I know to look at the data which are vector and which are raster, but I don't know how to parse this information to know whether to use ogr2ogr or gdal_translate to do the conversion.

Then I thought I could use ogrinfo and just diff all the layers to deduce which ones are raster, but ogrinfo gives me:

... 1: Cadastral Boundaries (Polygon) 2: Water Lines (Line String) 3: Sewerage Lines (Line String) 4: Sewerage Jump-Ups (Line String) 5: Roads 6: Water Points (Point) 7: Sewerage Pump Stations (Point) 8: Sewerage Man Holes (Point) 9: BPS - Buildings (Polygon) 10: BPS - Facilities (Polygon) 11: BPS - Water Sources (Point) 
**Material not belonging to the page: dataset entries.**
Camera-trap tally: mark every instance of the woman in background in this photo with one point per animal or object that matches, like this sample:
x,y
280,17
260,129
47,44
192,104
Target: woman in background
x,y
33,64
So there's not a one-to-one correspondence with the way these are output.

Does anyone know how to have gdal print the GeoPDF layers and indicate which are raster vs. vector?

2
  • Is there just one raster layer and the rest is vector? I think ogrinfo only lists those that it supports. Commented Jul 30, 2015 at 14:08
  • @bugmenot123 In this data set, yes. There is only one raster layer. If you're getting at the fact that ogrinfo won't list raster layers, then yes, that's what I saw too. I thought I might be able to leverage that fact to tell which layers were raster (because they won't be listed by ogrinfo). By "not a one-to-one comparison", I meant that the layer text is different, e.g., spaces vs underscores and the Layers.* syntax. Commented Jul 30, 2015 at 14:21

2 Answers 2

1

This is not really the answer, but something I've been using as a workaround.

The script compares the text of the layers between gdalinfo and ogrinfo to infer which ones are raster. This approach isn't definitive though, so I imagine it could be wrong from time to time. Even in this example, LAYER_00_NAME=Layers isn't really a raster layer.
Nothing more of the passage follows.